Capability Go rs/xid pyxid
12-byte, k-sortable identifiers ✅ (lexicographically sorted by timestamp, 1-second precision)
Custom counter seeded with PID / cpuset
Environment → platform → hostname fallback
JSON marshal/unmarshal helpers ✅ (MarshalJSON) ✅ (IDJSONEncoder, id_object_hook, json_default)
SQL database integration ✅ (Value, Scan) ✅ (to_sql_value, from_sql_value, register_sqlite, SQLAlchemyXID)
Formatting helpers ✅ (String) ✅ (__str__, __format__, raw/upper/lower specifiers)
PID / counter fixed-width accessors ✅ (pid_bytes, counter_bytes)

Performance Tuning Tips

  • Reuse worker processes (e.g., via multiprocessing pools) to amortize module import and machine-ID discovery costs.
  • Avoid expensive string conversions in tight loops; cache str(id_) if it is used repeatedly.
  • Configure PYTHONHASHSEED and random seeding when benchmarking to reduce variance; pyxid seeds counters using os.urandom.
  • For burst workloads, batch ID generation (e.g., [pyxid.new() for _ in range(1000)]) and perform downstream serialization asynchronously.

Performance

Simple benchmark on Apple M1 / Python 3.12.4:

generated 500000 IDs in 0.538s -> 930,154 ids/sec

Script:

import pyxid, time
start = time.perf_counter()
for _ in range(500_000):
    pyxid.new()
elapsed = time.perf_counter() - start
print(f"{500_000/elapsed:.0f} ids/sec")

Compared to the Go implementation (go test -bench=. typically yields ~3-5M ids/sec on similar hardware), pyxid is slower—as expected for Python—but still well suited for most application workloads that need collision-free, sortable identifiers.

Encoding Notes

pyxid uses the same 20-character base32 alphabet as MongoDB ObjectId (0123456789abcdefghijklmnopqrstuv). This differs from the RFC 4648 base32hex alphabet and avoids padding, matching the Go reference implementation.

Benchmark Scripts

The benchmarks/ directory contains quick probes you can run locally:

python benchmarks/throughput.py --iterations 200000
python benchmarks/concurrency.py --workers 4 --per-worker 50000
python benchmarks/memory.py --count 100000

Use these as starting points for your own profiling; results vary by hardware and workload.

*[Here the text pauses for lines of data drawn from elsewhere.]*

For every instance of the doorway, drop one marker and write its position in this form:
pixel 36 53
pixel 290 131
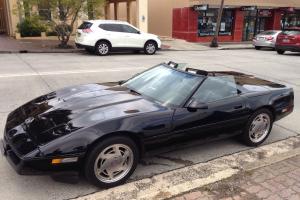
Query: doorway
pixel 249 28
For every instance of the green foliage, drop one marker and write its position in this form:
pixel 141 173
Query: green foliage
pixel 62 14
pixel 31 26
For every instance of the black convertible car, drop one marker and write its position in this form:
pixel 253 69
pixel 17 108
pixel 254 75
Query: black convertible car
pixel 103 129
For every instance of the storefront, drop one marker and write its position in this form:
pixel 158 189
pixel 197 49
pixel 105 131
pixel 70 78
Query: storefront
pixel 255 21
pixel 239 23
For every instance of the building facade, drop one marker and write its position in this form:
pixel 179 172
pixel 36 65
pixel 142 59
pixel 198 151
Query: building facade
pixel 241 20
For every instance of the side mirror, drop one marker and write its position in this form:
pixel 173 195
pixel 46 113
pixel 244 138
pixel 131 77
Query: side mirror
pixel 194 104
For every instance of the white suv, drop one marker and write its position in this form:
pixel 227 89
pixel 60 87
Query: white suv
pixel 103 36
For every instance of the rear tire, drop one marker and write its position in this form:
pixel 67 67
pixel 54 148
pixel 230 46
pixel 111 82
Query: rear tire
pixel 111 162
pixel 90 50
pixel 150 48
pixel 280 51
pixel 258 128
pixel 102 48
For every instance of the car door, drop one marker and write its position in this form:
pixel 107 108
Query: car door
pixel 220 108
pixel 134 38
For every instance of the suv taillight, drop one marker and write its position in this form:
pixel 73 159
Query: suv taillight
pixel 87 30
pixel 269 37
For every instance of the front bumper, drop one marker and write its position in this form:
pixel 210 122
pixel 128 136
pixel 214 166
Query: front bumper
pixel 41 166
pixel 293 48
pixel 83 46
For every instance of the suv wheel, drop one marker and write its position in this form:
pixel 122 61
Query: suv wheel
pixel 280 51
pixel 258 127
pixel 102 48
pixel 90 50
pixel 111 162
pixel 150 48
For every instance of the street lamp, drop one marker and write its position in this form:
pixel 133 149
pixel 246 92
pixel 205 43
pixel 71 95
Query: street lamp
pixel 214 42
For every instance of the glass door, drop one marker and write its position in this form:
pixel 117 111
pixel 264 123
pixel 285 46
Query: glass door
pixel 249 28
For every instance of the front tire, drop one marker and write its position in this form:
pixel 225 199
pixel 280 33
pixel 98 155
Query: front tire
pixel 150 48
pixel 102 48
pixel 111 162
pixel 258 128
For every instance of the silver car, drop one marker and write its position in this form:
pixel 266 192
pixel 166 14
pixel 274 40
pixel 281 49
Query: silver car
pixel 266 39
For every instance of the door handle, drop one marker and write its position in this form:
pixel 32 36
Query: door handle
pixel 155 127
pixel 238 107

Migrating from Other ID Systems

  • UUIDv4: Replace uuid.uuid4().hex with str(pyxid.new()). Expect 20-character sortable strings instead of 32-character hex.
  • Snowflake: pyxid preserves chronological ordering; if you need to backfill historical timestamps use pyxid.new_with_time(dt).
  • MongoDB ObjectId: Both are 12 bytes; convert raw bytes with pyxid.from_bytes(object_id.binary) if needed, though the layout differs.
  • During phased rollouts, dual-write both old and new IDs, then backfill using pyxid.from_string or pyxid.from_bytes to normalize stored data.

Additional Notes

  • The package maintains 100 % test coverage to ensure feature parity with the Go reference implementation.
  • JSON and SQL helpers are optional; import only what you need.
  • See tests/test_xid.py for thorough examples, including platform-specific machine ID fallbacks, JSON encoding, SQLAlchemy integration, and formatting.
  • Thread-safe: pyxid.new() uses a shared counter to guarantee uniqueness across threads within a process.
  • Counter wraparound: up to 16,777,216 IDs per second per process before the counter wraps (matching the Go implementation).